In brief: Lucy is pretty sure she has it all and then some at work. Except for Joshua Templeman who sits opposite her. He’s a colour-coordinated, diary marking devil. It’s all about getting one-up on him until she realises the hating game might not be the right one to play…
The good: The wit of the conversations between Lucy and Josh crackle with sexual tension.
The not-so-good: I cannot work out where this story is set and it bugs me.
Why I chose it: Begged Hachette for a copy because everyone on my feed has been raving about it.
Publisher: Piatkus (Hachette)
Setting: A city…somewhere.
My rating: 9.5 out of 10
Many months ago, I added The Hating Game to my book wish list notebook (yes, I have such a thing) after it was more than likely mentioned somewhere on the internet. More recently, said internet started going gangbusters over this book from the snappy conversations to the OMG-ness of the hero. I love good dialogue, so I jumped on this book straightaway. It’s sweet, funny, sexy, realistic, far-fetched and loads of fun. It’s pretty much all of the things that you’d look for in a good romantic comedy in book format. The Hating Game is the book you would see twice at the cinema, buy the DVD, then buy another DVD with special features. It’s that good.
The premise of the book is simple – girl hates boy, boy hates girl, elevator kiss, hmm…maybe they don’t hate each other…maybe they do…okay, it’s definitely love. This is one of my favourite tropes in romance but before you stop reading any more, it’s so much more than a romance. It’s set in a publishing house after a merger, so there’s all sorts of awkward colleague moments too from the person who never does anything on time to the assistant who does everything for the boss. There’s reflection on not fitting in with your family or meeting their expectations. There are quirky things too, like Smurfs, Sleepysaurus and strawberry farms (sorry Lucy, Josh is not just as quirky as you).

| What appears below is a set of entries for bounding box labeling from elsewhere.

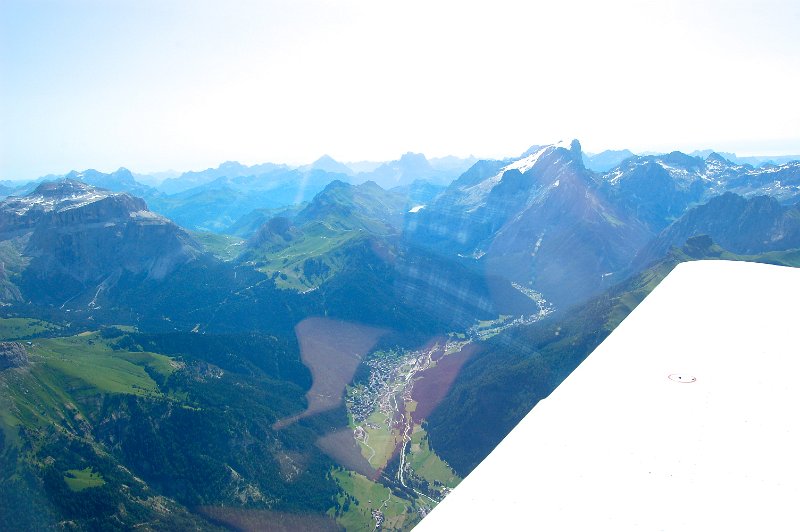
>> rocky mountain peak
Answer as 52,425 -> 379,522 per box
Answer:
0,342 -> 30,371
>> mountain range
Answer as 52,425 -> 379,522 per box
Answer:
0,141 -> 800,530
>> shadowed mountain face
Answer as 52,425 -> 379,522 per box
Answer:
0,141 -> 800,529
636,192 -> 800,266
407,141 -> 650,308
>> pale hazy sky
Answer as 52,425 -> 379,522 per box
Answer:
0,0 -> 800,179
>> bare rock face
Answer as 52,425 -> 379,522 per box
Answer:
0,342 -> 30,371
0,179 -> 202,301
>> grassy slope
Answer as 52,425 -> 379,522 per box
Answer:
190,231 -> 245,261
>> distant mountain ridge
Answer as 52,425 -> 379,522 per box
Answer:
0,179 -> 203,302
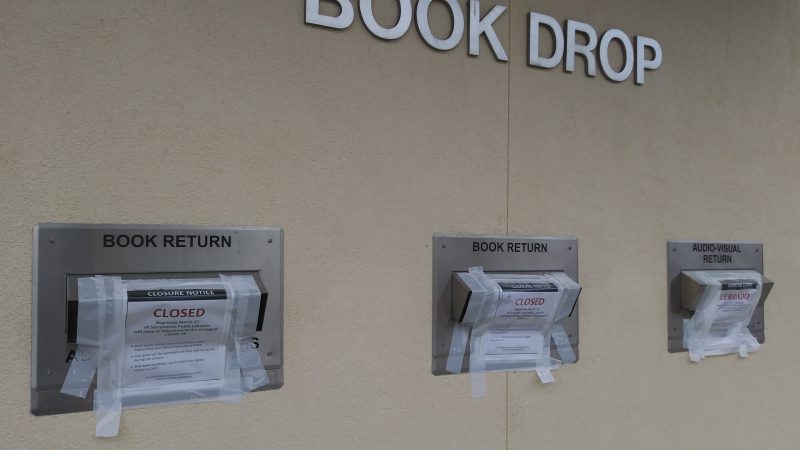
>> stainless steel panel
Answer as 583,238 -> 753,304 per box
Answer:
31,224 -> 283,415
431,234 -> 579,375
667,240 -> 764,353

Lucy and Josh are colleagues and sworn enemies. They are both the assistants to their respective bosses from each publishing house. So, before they’d even met there was a divide. But it’s not just that between them – it’s hate. Hate that’s full of games. From the staring game to the HR game. If that wasn’t bad enough, management have just announced a new position that will have Josh or Lucy as the other one’s boss. Which just can’t happen – there’s no way in hell or otherwise Lucy would work for Josh. So, if Josh gets the job, Lucy will resign. But what will she do then?
The story is told from Lucy’s first person point of view, so we know pretty early on that she’s an over thinker. She’s also very kind, hardworking and has a thing for Smurf figurines. She’s also determined to be the best to please her parents (who are happy with whatever she does – she really pushes herself). Lucy also knows way too many things about Joshua Templeman – she notices every little detail from the rotation of his coloured shirts to the mysterious marks in his daily planner. She’s very lovable as a heroine and I didn’t even feel envious that she gets to stare at Josh all day.

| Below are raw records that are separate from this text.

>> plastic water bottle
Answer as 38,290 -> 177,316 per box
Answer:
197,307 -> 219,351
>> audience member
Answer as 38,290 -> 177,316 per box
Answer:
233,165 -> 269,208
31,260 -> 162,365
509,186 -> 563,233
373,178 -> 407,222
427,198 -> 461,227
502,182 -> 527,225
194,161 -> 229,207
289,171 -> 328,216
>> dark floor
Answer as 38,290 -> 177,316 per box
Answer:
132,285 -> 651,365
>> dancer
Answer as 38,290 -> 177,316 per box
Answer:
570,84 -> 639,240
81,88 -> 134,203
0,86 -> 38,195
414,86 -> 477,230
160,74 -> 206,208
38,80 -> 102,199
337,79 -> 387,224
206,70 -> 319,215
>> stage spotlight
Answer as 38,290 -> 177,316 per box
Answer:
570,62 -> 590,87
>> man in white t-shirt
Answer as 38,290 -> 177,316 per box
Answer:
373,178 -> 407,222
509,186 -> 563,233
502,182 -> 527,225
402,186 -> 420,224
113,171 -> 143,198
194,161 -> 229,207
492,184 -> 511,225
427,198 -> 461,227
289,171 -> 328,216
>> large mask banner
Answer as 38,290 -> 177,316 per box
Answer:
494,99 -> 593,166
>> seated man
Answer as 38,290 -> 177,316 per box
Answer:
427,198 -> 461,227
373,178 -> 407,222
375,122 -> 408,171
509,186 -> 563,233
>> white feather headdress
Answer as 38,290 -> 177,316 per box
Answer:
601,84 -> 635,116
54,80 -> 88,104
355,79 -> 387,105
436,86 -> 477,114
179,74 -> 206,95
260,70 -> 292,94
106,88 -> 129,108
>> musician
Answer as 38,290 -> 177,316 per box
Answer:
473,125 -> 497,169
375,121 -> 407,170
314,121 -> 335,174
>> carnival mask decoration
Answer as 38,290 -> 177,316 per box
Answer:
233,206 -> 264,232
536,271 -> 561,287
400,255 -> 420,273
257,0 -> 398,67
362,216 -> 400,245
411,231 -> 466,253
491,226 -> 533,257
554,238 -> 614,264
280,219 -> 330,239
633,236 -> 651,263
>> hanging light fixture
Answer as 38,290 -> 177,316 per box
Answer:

You see, Josh is sex on legs. Imagine him as grumpy Mr Darcy meets Hugh Jackman. Josh is a fast wit who hones a gym perfect body under his suits. Naturally, he’s hiding quite a few things under his grumpiness but as the reader, you know there is goodness underneath just waiting to be revealed by Lucy. He has his points of true gentlemanly behaviour but he can also talk rather dirtily. It a combination of good boy/ bad boy that is irresistible.

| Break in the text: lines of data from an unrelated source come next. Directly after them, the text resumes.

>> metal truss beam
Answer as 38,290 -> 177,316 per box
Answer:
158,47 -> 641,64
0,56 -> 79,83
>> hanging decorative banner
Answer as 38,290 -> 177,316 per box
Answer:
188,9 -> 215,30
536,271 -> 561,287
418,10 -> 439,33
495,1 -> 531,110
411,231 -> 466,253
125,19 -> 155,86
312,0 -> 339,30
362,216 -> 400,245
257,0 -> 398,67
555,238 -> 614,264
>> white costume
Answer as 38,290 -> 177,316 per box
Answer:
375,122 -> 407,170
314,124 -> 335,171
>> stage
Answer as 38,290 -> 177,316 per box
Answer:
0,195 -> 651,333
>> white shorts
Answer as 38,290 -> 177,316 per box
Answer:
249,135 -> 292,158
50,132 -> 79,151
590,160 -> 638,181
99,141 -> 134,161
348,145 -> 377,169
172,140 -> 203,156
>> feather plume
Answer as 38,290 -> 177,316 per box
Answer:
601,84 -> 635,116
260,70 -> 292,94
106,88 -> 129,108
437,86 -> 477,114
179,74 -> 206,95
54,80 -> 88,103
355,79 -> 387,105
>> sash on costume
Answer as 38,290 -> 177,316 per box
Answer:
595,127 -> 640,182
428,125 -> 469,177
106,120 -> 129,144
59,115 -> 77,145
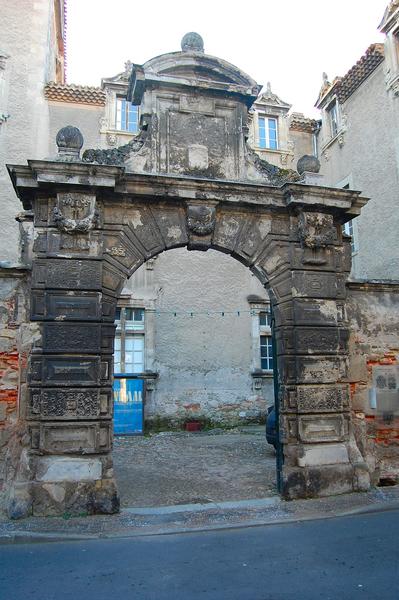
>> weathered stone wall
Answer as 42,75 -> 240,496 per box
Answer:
124,249 -> 273,424
0,0 -> 55,263
0,269 -> 28,496
319,62 -> 399,280
49,102 -> 105,156
347,283 -> 399,484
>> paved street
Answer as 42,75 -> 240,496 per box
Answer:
113,425 -> 277,507
0,510 -> 399,600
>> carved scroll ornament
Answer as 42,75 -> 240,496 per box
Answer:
298,212 -> 337,248
53,193 -> 99,233
187,205 -> 216,235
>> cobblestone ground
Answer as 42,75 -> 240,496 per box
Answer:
113,427 -> 277,507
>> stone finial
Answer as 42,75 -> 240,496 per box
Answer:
55,125 -> 83,161
296,154 -> 320,175
181,31 -> 204,52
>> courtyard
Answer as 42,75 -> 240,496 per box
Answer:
113,426 -> 277,508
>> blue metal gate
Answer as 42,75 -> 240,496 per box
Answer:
113,375 -> 144,435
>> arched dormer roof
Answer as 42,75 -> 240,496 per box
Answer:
143,52 -> 258,91
128,32 -> 261,107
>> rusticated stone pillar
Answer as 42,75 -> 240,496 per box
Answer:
10,190 -> 119,516
262,208 -> 370,499
7,142 -> 369,517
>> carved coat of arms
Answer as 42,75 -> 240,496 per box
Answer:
53,192 -> 99,233
298,212 -> 337,248
187,205 -> 216,235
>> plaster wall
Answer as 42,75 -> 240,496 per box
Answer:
0,269 -> 27,495
320,63 -> 399,279
0,0 -> 55,263
290,129 -> 314,169
347,282 -> 399,484
124,249 -> 273,424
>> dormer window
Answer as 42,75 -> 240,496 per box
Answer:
258,116 -> 278,150
115,96 -> 139,133
327,100 -> 339,137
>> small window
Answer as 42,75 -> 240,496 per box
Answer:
344,219 -> 356,254
259,311 -> 270,327
258,117 -> 278,150
327,100 -> 339,137
114,307 -> 145,374
125,308 -> 144,330
115,97 -> 139,133
260,335 -> 273,371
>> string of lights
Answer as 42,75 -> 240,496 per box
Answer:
154,309 -> 267,317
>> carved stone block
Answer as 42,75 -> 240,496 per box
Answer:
44,231 -> 102,258
297,210 -> 338,248
43,323 -> 101,354
235,215 -> 272,262
298,415 -> 348,443
292,271 -> 346,299
296,385 -> 349,413
102,261 -> 126,297
28,388 -> 113,420
31,290 -> 101,321
50,191 -> 99,235
274,298 -> 345,327
150,206 -> 188,250
38,422 -> 112,454
292,244 -> 350,272
123,204 -> 167,258
256,239 -> 291,278
32,258 -> 102,290
104,232 -> 144,273
212,212 -> 245,252
278,356 -> 345,384
276,327 -> 348,355
29,355 -> 102,386
33,197 -> 56,227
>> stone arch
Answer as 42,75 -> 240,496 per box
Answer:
4,161 -> 369,516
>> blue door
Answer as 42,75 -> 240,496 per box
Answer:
114,375 -> 144,435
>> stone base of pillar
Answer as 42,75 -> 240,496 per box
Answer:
8,456 -> 120,519
281,463 -> 370,500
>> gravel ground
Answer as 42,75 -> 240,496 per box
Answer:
113,427 -> 277,507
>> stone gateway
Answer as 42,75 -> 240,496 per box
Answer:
3,33 -> 370,518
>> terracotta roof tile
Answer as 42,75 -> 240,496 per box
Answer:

One thing did drive me mad during this book though – I cannot for the life of me tell where it is set. Initially, I thought it was New York, then potentially the UK or possibly Australia. It’s very generic. The best I could do is assume it was a large city in the US given that US English is used. But it still had a UK feel to it! It’s a minor point, but I do like to know where my characters are in the world (you know, just in case I meet them out and about). Everything else is just right – the witty banter, the writing style, the sexual tension. It is an incredibly polished debut and if this is Sally Thorne’s first novel, her second will knock our socks off!